Роман без конца. С чего начинается творчество
Шрифт:
Видя, как Стасик прямо у меня на виду без стеснения побеждает мою Ершову, бьет ее словами, а она от него терпит любую гадость, почитая за остроумие, я вынужден радоваться и чуть ли не аплодировать ему, поскольку являюсь заложником собственных слов. Мне же все по фигу! А он то ли не понимает, что причиняет мне боль, то ли отлично понимает, но его и это возбуждает тоже. Однако мое восхищение другом сильнее любых обид, которые приходится терпеть от него. Ощущение собственной наивности (необразованности) надолго застревает в душе, но я его вытесняю из сознания. Подменяю местоимение «Я» местоимением «Мы» («Мы со Стасиком»). Мы со Стасиком веселые, остроумные, над всеми смеемся, у нас – приключения! На самом деле приключения – у Стасика. Во дворе – с Угловой, потом в классе – с Печенкиной, дальше будут другие. Да он еще привирает.
Вскоре родители Стасика возвращаются на историческую родину, в Одессу, и сам он – туда же. Собирается поступать в папин институт, где протекция имеется, оставив здесь, в Горьком, столь расстроенных его отъездом друзей – меня и Ершову, а я теперь должен «дружить» с Ершовой один. На пару со Стасиком было все же легче. Что говорить Ершовой при встречах о себе, понятия не имею. Да я ей, слава богу, и не слишком интересен. Ей больше нравится самой рассказывать – о себе, о своих поклонниках из числа маминых студентов. При этом вслед за мамой, она всех делит на людей «нашего» и «не нашего» круга. Меня она, кажется, тоже причисляет к своей свите. Надумала там себе чего-то, отвела мне какую-то роль. Этими «дружескими» прогулками я тягощусь, чувствую себя всякий раз не в своей тарелке, но что поделаешь? Назвался груздем, полезай в кузов раз за разом. Мы же друзья! Стать другом женщине, которая тебя отвергла как мужчину, что может быть унизительнее? Надо было сразу ее убить.

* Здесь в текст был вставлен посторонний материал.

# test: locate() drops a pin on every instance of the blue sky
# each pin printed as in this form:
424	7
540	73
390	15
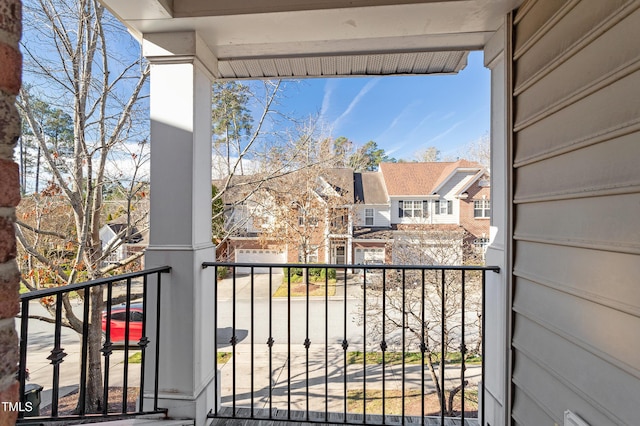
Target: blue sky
403	114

Схожусь ближе с Мишиным. Готовимся поступать в один институт, вместе учим билеты, решаем задачи. Перекур на балконе – строго по часам. Мишин пунктуален до занудства. Приходится попутно осваивать новую для себя науку – дипломатию. Сглаживать углы, не реагировать на резкие и прямые суждения упрямого Мишина, не отвечать ему в том же духе, уступать. И, удивительная вещь, «дипломатия» приносит плоды – Мишин перестает меня «бодать», делается мягче. С ним становится возможным нормально общаться, и уже реже хочется его прикончить, нежели на «заседаниях» «шахматного клуба».
Мишин молодец все-таки. Отчасти мне его жалко – один в поле воин. В отличие от меня, не занимался ни с какими репетиторами. Я – по физике. Математичка Гульнара у нас итак была – супер, правда характером – монстр, но, наверное, иначе не бывает. Никто над Тарасом не стоит, в попу не дует, не создает особые условия. Все сам, сам. Правда, и чести будет больше, коли поступит. Смог ли я бы так, без маминого нацеливания, не уверен.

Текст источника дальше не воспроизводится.